- Born: February 9, 1869 Kalvarija, Congress of Poland, Russian Empire
- Died: February 10, 1950 (aged 81) Brooklyn, New York, U.S.
- Occupation: Philanthropist
- Known for: Co-founder of Ex-Lax Inc.
- Spouse: Gussie H. Matz

= Israel Matz =

Israel Matz (ישראל מץ; February 9, 1869 - February 10, 1950) was a Lithuanian Jewish philanthropist. He is well known for co-founding the Ex-Lax company in 1906, today owned by Novartis. His grandson, Roy M. Goodman, was a New York State Senator from 1969–2002.

==Community activity==

===Israel Matz Institute for Jewish Law===
The Israel Matz Institute for Jewish Law at the Faculty of Law of the Hebrew University of Jerusalem, is located on Mount Scopus, in one of the original buildings of the Hebrew University, built in 1925.

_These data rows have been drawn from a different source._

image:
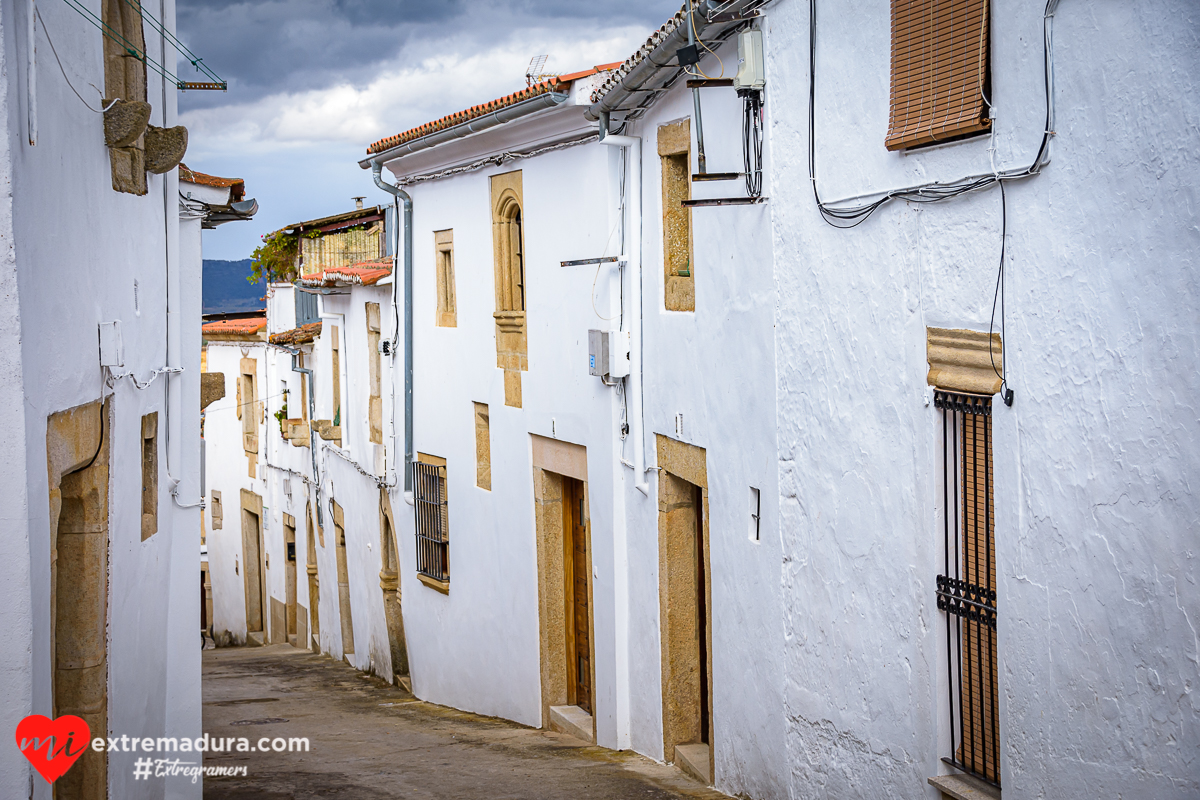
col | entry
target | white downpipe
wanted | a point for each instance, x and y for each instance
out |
(634, 397)
(31, 70)
(634, 144)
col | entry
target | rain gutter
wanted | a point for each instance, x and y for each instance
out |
(478, 125)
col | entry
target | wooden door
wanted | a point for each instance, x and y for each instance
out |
(251, 548)
(579, 607)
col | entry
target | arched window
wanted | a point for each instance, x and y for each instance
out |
(508, 239)
(510, 289)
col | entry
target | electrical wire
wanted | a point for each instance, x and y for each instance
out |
(751, 139)
(935, 192)
(102, 108)
(1005, 391)
(382, 482)
(113, 377)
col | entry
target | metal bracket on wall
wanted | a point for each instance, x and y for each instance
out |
(586, 262)
(723, 200)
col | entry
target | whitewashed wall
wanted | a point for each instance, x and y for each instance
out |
(478, 647)
(1096, 515)
(342, 482)
(715, 367)
(66, 286)
(227, 471)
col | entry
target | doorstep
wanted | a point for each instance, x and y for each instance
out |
(694, 759)
(964, 787)
(573, 721)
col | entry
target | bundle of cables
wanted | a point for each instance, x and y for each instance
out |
(751, 139)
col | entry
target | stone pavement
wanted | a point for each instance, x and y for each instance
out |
(370, 740)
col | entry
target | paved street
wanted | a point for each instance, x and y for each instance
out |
(370, 740)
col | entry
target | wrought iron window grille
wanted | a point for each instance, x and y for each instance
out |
(966, 590)
(430, 507)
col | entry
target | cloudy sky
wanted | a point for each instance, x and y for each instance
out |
(313, 82)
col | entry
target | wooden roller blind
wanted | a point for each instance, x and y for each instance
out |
(939, 71)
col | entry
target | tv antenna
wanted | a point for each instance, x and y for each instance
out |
(537, 70)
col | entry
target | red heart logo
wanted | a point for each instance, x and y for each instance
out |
(52, 746)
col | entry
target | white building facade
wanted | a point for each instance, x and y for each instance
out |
(101, 475)
(299, 465)
(737, 483)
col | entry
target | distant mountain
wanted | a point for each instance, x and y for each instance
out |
(227, 290)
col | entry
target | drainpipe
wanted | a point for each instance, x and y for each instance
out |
(402, 197)
(634, 144)
(695, 96)
(312, 434)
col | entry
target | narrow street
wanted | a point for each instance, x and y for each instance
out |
(370, 740)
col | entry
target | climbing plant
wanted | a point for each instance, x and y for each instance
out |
(275, 259)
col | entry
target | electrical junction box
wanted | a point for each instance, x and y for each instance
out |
(751, 73)
(609, 354)
(112, 349)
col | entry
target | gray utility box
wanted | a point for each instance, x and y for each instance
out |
(607, 354)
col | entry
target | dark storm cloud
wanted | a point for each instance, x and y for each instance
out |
(263, 48)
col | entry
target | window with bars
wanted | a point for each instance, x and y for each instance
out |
(940, 71)
(432, 519)
(966, 589)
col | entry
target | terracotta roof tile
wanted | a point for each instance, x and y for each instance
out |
(561, 83)
(234, 326)
(303, 335)
(655, 38)
(365, 274)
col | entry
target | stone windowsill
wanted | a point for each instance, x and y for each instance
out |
(433, 583)
(964, 787)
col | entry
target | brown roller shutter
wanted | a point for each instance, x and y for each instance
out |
(939, 71)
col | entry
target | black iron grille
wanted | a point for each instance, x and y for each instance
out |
(966, 590)
(432, 521)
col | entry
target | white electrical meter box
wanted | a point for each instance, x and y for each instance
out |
(609, 354)
(112, 350)
(751, 73)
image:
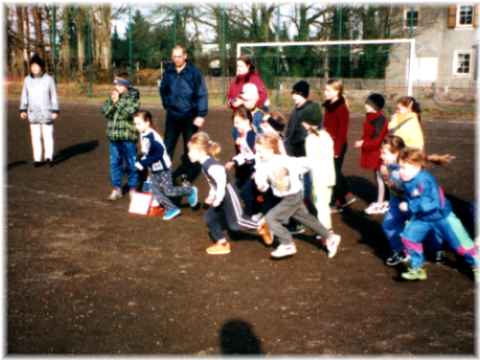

===Israel Matz Foundation===
The Israel Matz Foundation is a non profit organization located in New York City. The foundation is concerned with aiding indigent Hebrew writers

===The Israel Matz Chair of Organic Chemistry===
The Israel Matz Chair of Organic Chemistry was established at the Weizmann Institute of Science by the Alice Matz Goodman Endowment Fund, New York, NY, daughter of Israel Matz.